The group also calls for a UN investigation into whether both Israel and Hezbollah broke humanitarian law.
Israel said it did not deliberately target Lebanon’s civilian population.
In a report released on Wednesday, Amnesty International bases its accusations on an examination of Israeli attacks and comments made by Israeli officials during the 34-day conflict with the militant group Hezbollah.
“The pattern, scope and scale of the attacks makes Israel’s claim that this was ‘collateral damage’, simply not credible,” said Kate Gilmore, Executive Deputy Secretary General of Amnesty International.
South Beirut before and after the war [Images: Digital Globe]
The document details what it describes as “massive destruction by Israeli forces of whole civilian neighbourhoods and villages”, together with attacks on bridges “in areas of no apparent strategic importance”, on its list of supporting evidence.
It also says Israel targeted supermarkets, water pumping stations and water treatment plants, which may have broken a prohibition in humanitarian law against targeting objects crucial to civilian survival.
The report lists Israeli statements – such as comments made by Israeli Chief of Staff Lt Gen Dan Halutz that “nothing is safe [in Lebanon], as simple as that” – to support its claims.

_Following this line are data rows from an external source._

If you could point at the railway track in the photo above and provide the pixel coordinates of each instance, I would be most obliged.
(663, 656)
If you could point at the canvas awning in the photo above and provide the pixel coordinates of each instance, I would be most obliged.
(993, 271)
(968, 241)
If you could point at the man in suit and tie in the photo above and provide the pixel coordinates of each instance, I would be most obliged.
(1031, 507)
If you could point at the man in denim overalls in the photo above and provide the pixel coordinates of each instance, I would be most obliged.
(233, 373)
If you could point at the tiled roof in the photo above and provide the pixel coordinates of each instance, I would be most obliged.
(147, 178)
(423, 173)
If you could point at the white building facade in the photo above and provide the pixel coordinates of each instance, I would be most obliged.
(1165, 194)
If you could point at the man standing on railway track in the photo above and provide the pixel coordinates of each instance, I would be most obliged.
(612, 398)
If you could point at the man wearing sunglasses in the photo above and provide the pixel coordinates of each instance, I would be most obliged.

Israeli government spokesman Mark Regev said Israel’s actions during the war were “in accordance with recognised norms of behaviour during conflicts and with relevant international law”.
About 1,000 Lebanese, mainly civilians, died in the fighting
“Unlike Hezbollah, we did not deliberately target the Lebanese civilian population,” he said.
Lebanese infrastructure was “targeted only when that infrastructure was being exploited by the Hezbollah machine, and this is in accordance with the rules of war”, Mr Regev said.
Ms Gilmore said Israel’s claims that attacks on infrastructure were lawful was “manifestly wrong”.
“Many of the violations identified in our report are war crimes, including indiscriminate and disproportionate attacks,” said Ms Gilmore.
The human rights organisation said it would look into Hezbollah’s attacks on Israel separately.
Israel launched its offensive after Hezbollah militants seized two of its soldiers and killed several others during a cross-border raid on 12 July.
Hezbollah responded to the Israeli air and ground offensive by firing thousands of rockets into Israel’s northern towns.
About 1,000 Lebanese – most civilians – died in the conflict, while 161 Israelis, mainly soldiers, were killed.